Thursday, August 13, 2020

Coyotes and Gentlewomen

 












This one's a fictional short story, folks. Based on Bess Kale Van De Riet.


Coyotes and Gentlewomen

By Jaclyn H. Day

The first time they met, that November, Mrs. Hudson caught Bess crying into the coyote meat. Her face was sunburned, nose running, and apron and hands too bloody to wipe anything.  Harry had told Bess that she was a born crier, and sure enough, there she was, dead on her feet and dribbling away.

“Oh,” Mrs. Hudson said.  “I don’t mean to interrupt.”

Bess smiled and shook her head in a way she hoped said, “Nonsense.” She set down the wretched knife on the outdoor table and looked around the surrounding woods as if she would find a place to wash, exchange aprons, and pull up a chair for her illustrious guest.  Her stomach informed her that her day was not about to improve.

“Please excuse the disarray,” Bess said. She gestured to the carcass, the buckets full of meat and offal, and herself. “Please. Step into my new parlor, Ray’s asleep in the house.  There are some stumps here in the sun that the boys have been playing on.  I was ready for a rest anyway, so I am so glad you stopped by this afternoon.  So very glad.”

The guest chose a stump. She settled her dark plaid skirts around her, folded her neat brown hands in her lap, and gazed around politely. Bess turned to blot at her face with the underside of her apron and wrapped her gore-covered hands into a wad of the same. She hoped her hair wasn’t disastrous.

Mrs. Hudson, on the other hand, was magnificent. She was very tall, not a hair out of place, and her braid thick as a wrist and glossy. Harry had said that her uncle was an old Blackfoot chief, blind now. She looked completely at home, and rightly so. This was the Hudson’s ranch. The Van De Riet’s were just renting a bunkhouse. Bess took a seat on a short, thick stump across from her. At least her work boots weren’t swinging above the ground like a child’s.

“How are you settling in?”  The voice was low and patient, as though she was soothing one of her favorite heifers. Not, Bess felt, that far from the mark.  Then Mrs. Hudson peered more closely, and Bess met her eyes full on. She steeled herself for a highly uncomfortable conversation regarding the morning’s incident. It involved their sons—two Hudson’s, three Van De Riet’s--a switchblade, a braid, and a hitching post. 

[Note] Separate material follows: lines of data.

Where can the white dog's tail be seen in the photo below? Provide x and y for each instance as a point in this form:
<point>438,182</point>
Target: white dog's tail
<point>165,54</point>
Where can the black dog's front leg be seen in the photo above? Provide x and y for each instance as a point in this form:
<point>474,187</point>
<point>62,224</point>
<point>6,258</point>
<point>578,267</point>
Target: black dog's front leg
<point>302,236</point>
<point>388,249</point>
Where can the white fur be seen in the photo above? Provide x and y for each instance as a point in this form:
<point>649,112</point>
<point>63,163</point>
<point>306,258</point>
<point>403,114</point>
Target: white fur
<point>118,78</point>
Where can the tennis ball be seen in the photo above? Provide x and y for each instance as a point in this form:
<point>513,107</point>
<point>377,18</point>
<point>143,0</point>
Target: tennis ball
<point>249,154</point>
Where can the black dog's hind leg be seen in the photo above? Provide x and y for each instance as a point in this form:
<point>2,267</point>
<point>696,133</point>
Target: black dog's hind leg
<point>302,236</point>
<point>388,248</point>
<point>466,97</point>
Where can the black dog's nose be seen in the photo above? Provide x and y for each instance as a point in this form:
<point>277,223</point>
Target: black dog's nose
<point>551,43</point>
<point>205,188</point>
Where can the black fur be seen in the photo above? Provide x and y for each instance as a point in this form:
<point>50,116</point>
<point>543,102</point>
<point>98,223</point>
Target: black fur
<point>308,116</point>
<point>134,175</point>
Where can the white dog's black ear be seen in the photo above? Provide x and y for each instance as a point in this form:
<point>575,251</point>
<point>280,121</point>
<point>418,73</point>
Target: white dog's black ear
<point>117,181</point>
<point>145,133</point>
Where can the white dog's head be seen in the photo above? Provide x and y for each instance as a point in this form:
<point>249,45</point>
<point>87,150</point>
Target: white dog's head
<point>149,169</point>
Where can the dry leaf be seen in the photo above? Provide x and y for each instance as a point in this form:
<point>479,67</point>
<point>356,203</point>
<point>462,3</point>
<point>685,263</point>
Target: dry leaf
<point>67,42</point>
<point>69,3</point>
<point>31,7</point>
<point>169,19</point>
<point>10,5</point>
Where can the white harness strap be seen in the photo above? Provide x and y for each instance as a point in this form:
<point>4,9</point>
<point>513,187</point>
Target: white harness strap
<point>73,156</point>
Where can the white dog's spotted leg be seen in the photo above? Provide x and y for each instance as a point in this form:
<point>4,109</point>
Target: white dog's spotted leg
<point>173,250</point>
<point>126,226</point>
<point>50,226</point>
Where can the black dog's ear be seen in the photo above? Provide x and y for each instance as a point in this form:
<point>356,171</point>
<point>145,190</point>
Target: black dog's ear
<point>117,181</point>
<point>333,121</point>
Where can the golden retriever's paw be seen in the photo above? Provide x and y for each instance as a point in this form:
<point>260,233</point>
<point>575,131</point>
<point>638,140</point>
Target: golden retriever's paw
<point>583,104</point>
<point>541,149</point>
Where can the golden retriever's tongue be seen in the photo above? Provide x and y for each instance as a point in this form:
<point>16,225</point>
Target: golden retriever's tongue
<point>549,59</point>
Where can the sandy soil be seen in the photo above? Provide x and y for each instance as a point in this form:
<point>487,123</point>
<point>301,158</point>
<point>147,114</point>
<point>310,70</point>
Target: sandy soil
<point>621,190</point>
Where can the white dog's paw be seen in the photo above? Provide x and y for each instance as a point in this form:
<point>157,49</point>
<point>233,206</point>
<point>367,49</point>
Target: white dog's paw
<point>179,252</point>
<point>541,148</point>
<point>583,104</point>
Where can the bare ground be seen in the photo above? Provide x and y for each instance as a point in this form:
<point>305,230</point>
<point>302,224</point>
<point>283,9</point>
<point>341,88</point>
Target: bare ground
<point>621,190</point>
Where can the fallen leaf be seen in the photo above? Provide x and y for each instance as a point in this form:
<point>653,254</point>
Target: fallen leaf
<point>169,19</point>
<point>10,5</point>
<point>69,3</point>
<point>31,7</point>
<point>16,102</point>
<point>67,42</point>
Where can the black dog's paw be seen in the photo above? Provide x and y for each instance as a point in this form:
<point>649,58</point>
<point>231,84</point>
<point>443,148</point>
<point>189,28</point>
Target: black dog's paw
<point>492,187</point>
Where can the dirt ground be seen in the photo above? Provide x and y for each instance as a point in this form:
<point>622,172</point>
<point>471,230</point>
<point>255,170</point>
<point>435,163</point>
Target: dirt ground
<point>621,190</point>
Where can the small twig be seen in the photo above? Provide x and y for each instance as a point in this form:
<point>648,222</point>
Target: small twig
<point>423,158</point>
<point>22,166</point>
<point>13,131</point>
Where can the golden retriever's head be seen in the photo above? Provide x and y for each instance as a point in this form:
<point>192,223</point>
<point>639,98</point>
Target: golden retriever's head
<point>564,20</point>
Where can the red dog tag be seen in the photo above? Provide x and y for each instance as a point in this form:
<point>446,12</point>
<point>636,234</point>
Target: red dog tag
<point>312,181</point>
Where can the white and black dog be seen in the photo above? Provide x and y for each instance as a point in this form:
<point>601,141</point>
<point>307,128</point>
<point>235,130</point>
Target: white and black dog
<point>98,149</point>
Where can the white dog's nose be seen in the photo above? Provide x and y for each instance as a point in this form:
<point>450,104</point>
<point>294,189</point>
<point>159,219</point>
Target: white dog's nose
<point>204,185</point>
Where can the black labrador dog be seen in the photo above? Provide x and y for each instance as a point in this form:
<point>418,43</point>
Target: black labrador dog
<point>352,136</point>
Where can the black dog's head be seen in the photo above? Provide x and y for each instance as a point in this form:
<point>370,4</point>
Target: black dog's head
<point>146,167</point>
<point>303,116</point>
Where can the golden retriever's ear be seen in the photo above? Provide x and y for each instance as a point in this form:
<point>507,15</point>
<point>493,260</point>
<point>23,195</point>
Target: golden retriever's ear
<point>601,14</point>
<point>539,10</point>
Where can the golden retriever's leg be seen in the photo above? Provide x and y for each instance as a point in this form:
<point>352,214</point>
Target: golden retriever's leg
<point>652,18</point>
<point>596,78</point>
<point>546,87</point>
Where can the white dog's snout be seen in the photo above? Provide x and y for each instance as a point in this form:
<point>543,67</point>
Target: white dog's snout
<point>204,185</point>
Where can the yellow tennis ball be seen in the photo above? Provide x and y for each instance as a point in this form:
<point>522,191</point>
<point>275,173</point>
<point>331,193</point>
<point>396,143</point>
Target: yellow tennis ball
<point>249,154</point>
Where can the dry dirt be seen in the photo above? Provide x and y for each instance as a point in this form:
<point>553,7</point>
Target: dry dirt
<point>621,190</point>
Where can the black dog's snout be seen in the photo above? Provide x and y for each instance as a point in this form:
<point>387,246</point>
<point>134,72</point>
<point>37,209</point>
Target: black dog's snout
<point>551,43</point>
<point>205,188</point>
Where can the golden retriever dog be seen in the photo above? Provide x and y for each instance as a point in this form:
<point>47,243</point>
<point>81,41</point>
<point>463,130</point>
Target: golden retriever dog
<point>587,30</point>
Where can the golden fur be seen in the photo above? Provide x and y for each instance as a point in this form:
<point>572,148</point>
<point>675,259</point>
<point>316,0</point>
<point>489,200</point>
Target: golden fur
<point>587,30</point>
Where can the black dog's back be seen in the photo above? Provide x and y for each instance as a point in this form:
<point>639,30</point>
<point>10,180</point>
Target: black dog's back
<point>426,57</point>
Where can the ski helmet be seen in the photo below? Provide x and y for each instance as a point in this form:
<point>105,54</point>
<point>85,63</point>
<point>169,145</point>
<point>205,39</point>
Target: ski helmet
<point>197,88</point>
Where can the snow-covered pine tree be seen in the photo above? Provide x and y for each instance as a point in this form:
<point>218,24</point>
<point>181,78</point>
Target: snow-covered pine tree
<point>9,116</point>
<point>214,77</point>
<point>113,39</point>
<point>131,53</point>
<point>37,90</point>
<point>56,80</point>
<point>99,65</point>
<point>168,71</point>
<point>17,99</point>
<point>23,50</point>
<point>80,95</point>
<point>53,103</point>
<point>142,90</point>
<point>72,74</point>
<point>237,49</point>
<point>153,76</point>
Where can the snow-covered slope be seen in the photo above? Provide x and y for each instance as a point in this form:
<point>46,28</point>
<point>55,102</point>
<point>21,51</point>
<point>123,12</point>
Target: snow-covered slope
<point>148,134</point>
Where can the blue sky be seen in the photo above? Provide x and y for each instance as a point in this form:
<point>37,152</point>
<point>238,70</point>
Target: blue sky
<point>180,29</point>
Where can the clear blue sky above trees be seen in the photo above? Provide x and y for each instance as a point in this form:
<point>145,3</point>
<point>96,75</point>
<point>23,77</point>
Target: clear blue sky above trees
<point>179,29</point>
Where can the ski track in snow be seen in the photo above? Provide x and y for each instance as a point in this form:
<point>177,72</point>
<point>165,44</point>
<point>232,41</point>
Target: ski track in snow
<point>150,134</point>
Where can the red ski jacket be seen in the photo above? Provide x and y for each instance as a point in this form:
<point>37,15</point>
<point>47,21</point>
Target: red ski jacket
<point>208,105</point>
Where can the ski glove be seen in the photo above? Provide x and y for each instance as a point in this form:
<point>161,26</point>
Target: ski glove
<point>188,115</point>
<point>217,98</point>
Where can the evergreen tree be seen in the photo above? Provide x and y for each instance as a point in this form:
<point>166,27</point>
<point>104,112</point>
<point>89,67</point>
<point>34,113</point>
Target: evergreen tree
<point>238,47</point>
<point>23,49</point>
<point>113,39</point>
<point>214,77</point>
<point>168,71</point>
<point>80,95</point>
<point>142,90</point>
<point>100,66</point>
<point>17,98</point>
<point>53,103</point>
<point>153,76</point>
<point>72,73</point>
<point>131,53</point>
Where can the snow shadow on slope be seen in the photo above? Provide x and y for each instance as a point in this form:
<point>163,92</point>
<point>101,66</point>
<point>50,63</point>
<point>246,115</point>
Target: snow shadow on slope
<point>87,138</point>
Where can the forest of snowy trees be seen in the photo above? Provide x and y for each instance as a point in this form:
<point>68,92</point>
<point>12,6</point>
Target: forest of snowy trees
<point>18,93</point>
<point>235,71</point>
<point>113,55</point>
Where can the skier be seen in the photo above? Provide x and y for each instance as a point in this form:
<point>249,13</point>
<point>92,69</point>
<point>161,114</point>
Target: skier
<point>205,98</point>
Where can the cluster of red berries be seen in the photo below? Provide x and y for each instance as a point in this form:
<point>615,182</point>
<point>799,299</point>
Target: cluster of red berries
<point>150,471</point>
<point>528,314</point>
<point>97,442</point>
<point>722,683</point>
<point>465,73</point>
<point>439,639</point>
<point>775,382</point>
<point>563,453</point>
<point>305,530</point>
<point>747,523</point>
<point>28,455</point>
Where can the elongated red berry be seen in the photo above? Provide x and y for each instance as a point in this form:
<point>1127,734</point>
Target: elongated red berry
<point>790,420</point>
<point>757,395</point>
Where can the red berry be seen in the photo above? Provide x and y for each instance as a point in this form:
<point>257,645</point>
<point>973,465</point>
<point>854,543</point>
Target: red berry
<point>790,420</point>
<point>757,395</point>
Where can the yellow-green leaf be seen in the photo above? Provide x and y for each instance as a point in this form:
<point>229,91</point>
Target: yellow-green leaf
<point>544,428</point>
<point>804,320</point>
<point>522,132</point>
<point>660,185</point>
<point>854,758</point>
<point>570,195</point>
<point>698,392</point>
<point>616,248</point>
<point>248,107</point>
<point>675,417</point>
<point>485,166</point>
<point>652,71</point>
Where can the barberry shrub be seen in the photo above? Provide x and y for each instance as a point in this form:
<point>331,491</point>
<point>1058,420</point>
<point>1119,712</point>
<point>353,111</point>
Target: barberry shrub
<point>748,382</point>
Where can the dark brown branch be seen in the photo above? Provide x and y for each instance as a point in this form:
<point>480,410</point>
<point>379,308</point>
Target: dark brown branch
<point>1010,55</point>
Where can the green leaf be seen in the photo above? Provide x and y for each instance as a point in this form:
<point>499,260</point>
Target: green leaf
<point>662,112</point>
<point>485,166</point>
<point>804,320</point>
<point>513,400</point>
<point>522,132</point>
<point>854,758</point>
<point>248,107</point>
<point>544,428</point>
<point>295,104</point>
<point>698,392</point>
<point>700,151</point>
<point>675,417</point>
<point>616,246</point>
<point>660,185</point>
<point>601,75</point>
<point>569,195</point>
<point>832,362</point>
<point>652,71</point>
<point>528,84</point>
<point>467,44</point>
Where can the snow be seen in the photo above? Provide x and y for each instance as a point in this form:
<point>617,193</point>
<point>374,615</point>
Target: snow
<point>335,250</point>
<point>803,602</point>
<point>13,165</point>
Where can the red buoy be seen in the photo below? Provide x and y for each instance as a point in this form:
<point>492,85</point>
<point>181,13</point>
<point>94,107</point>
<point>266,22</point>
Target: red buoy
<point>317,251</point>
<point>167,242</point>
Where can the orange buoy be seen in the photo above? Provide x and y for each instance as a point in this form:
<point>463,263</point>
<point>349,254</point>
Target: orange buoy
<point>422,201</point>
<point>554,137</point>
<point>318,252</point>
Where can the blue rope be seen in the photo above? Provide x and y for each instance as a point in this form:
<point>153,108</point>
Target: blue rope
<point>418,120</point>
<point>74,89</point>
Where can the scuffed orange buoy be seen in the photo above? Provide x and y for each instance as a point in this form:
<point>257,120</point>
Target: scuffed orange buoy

But that didn’t come up. Yet. 

“You look familiar to me.” 

Bess had seen that look and heard a similar question all her life, or at least half of her life. The insidious, “Now which one are you?” People would peer at her, cataloging the clues they saw in her expression, the wave in her hair, the coy tilt of her chin. Her breath caught. She still wanted to be recognized as herself. There was no laughing mirror-image anymore, the stepping on her toe—don’t tell them who’s who! If Jessie were here to take over, she could crawl into the closet and pile quilts over her head. And the boys would never know. 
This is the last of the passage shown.